The impatiently awaited Sunday came, we left Dementievna, the headman’s wife, to look after the house, and set out for Selivan’s forest. The whole public went on foot, keeping to the raised shoulders, which were already dry and where the first emerald-green grass was sprouting, while the train, which consisted of a cart hitched to an old dun horse, followed on the road. In the cart lay Apollinary’s guitar and the girls’ jackets, taken along in case of bad weather. I was the driver, and behind me, in the quality of passengers, sat Roska and the other little girls, one of whom carefully cradled a bag of eggs on her knees, while the other had general charge of various objects, but mainly supported with her hand my huge dagger, which I had slung over my shoulder on an old hussar cord from my uncle’s saber, and which dangled from side to side, interfering considerably with my movements and distracting my attention from guiding the horse.

The girls, walking along the shoulder, sang: “I plough the field, I sow the hemp,” and the rhetorician doubled them in the bass. Some muzhiks we met on the way bowed and asked:

“What’s up?”

The Annushkas replied:

“We’re going to take Selivan prisoner.”

The muzhiks wagged their heads and said:

“Besotted fools!”

We were indeed in some sort of daze, overcome by an irrepressible, half-childish need to run, sing, laugh, and do everything recklessly.

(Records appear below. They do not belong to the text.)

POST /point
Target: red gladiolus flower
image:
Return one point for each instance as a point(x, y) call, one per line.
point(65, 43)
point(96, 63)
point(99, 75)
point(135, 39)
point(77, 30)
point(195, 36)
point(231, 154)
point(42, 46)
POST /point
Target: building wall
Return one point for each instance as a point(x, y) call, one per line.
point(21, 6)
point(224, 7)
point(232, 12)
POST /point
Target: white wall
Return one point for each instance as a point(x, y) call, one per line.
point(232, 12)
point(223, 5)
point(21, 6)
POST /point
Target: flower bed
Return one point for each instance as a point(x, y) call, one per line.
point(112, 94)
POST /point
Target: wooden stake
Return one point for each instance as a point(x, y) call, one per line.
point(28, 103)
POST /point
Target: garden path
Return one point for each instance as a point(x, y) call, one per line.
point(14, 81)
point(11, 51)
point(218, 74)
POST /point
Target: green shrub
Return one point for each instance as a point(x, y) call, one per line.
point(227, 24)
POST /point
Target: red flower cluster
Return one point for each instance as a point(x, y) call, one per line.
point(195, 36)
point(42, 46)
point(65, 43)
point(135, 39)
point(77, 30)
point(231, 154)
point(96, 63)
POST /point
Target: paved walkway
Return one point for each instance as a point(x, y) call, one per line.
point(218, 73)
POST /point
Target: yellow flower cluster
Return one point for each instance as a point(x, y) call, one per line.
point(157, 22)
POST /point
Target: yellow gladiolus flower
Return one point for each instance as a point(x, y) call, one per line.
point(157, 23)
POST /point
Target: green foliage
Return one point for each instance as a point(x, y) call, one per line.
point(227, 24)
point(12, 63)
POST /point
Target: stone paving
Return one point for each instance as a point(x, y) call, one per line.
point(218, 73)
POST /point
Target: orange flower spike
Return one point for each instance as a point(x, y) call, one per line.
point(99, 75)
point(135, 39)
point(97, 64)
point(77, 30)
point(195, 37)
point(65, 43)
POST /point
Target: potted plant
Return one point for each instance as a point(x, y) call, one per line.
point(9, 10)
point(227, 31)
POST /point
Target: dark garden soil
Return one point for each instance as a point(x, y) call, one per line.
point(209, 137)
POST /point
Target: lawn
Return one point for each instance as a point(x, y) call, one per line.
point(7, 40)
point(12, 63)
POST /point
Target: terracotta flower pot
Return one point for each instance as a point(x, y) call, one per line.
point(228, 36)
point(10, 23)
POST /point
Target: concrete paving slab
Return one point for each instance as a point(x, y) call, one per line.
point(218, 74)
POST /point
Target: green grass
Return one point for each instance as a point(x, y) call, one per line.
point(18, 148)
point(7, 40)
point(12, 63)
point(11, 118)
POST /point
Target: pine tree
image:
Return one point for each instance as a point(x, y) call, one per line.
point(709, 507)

But meanwhile an hour’s driving on a bad road began to have an adverse effect on me—I was sick of the old horse, and the eagerness to hold the rope reins in my hands had gone cold in me; but nearby, on the horizon, Selivan’s forest showed blue, and everything livened up again. My heart pounded and ached as Varus’s had when he entered the forest of Teutoburg.7 And just then a hare leaped out from under the melting snow on the shoulder and, crossing the road, took off over the field.

“Phooey on you!” the Annushkas shouted after him.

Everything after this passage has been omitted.